Strasbourg is France’s seventh-largest city (with 275,000 people) and offers your best chance to experience urban Alsace. It feels like a giant Colmar with rivers and streetcars. Long a humanist and intellectual center, today it has a delightful big-city energy. Walking its people-friendly streets, you’ll find it progressive and livable, with generous space devoted to pedestrians and bikes, sleek trams, meandering waterways, and a youthful mix of university students, Eurocrats, and street people. With a name that means the “city of streets,” it’s the ultimate crossroads.
While the city dodged serious damage in both world wars, the people of Strasbourg have experienced a dizzying history.
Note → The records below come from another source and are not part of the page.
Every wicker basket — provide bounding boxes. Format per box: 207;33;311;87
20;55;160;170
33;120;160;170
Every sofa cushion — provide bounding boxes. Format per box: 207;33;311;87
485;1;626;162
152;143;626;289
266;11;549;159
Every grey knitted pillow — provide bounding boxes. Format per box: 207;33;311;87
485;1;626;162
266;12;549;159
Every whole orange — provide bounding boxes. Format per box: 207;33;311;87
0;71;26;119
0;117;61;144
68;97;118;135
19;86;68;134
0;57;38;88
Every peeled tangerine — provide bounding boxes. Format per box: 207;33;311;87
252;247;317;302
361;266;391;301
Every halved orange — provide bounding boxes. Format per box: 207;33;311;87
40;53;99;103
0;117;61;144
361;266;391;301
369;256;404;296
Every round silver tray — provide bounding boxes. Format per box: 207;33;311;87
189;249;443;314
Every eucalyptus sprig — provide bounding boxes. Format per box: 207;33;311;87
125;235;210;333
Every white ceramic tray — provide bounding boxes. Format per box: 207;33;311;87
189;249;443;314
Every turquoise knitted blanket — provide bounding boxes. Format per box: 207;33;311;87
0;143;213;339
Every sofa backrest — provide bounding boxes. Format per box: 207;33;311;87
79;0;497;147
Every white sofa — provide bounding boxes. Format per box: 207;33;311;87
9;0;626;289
It was hit hard during the Franco-Prussian War, becoming part of Germany in 1870. After that, there was a period of harsh Germanization, followed by extreme Frenchification after World War I, a brutal period under Nazi rule during World War II, and then the strong need to purge all that was German after 1945. Now, while probably more definitively French than it’s ever been, you’ll feel a bi-cultural gentleness and see street names in both French and the Alsatian dialect. Bordering the west bank of the Rhine River, Strasbourg provides the ultimate blend of Franco-Germanic culture, architecture, and ambience.
After World War II, Churchill called for a union of European nations, with the goal of winning an enduring European peace by weaving the economies of France and Germany together. Noting that Strasbourg had changed hands between Germany and France so many times, it seemed logical that it be a capital (along with Brussels) of what would eventually become the European Union. And today, Strasbourg is home to the European Parliament.
Most visitors come to Strasbourg to see its massive cathedral. Stand in front and crane your neck way back. I couldn’t fit it into my viewfinder. Noting how my jaw dropped, I tried to imagine the impact this unforgettable erection would have had on medieval pilgrims. The delicate Gothic style of the cathedral (begun in 1176, not finished until 1429) is the work of a succession of about 50 master builders. The cathedral somehow survived the French Revolution, the Franco-Prussian War, World War I, and World War II. Today, it’s the big draw of the city — and for good reason.